Adjusted profit surpassed estimates, coming in at US$2.55 a share, compared with an estimate of US$2.46. Digital sales are also growing, topping US$6 billion in the quarter in the top six markets, accounting for almost a third of their total sales. That figure includes sales at all restaurants, franchised and corporate.

“The McDonald’s System continues to demonstrate strength and resiliency,” Chief Executive Officer Chris Kempczinski said in a statement. “While we are planning for a wide range of scenarios, I am confident that our plans and people position McDonald’s to weather this environment better than others.”

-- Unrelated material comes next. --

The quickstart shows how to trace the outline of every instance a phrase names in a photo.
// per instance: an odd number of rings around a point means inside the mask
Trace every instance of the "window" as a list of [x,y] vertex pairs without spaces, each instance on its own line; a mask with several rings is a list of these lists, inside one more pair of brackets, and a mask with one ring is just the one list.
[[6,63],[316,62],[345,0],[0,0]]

The company is one of the first restaurant chains to report earnings. Its results paint a relatively upbeat picture of the strength of the US consumer despite the highest inflation in four decades. That may lessen the blow from Walmart Inc.’s surprise forecast cut late Monday, which some interpreted as a red flag for the broader economy.

At the same time, wage inflation and rising energy costs are hurting margins at McDonald’s. The company said its total restaurant margin rose 3 per cent in the quarter, or 8 per cent excluding currency translation. Inflation pressures are expected to affect margins for the rest of the year.

Shares of the Chicago-based company rose 1.8 per cent at 10:32 a.m. in New York, amid a selloff in consumer-discretionary stocks. McDonald’s had fallen 6.6 per cent so far this year through Monday’s close, compared with a 17 per cent drop in the S&P 500 Index.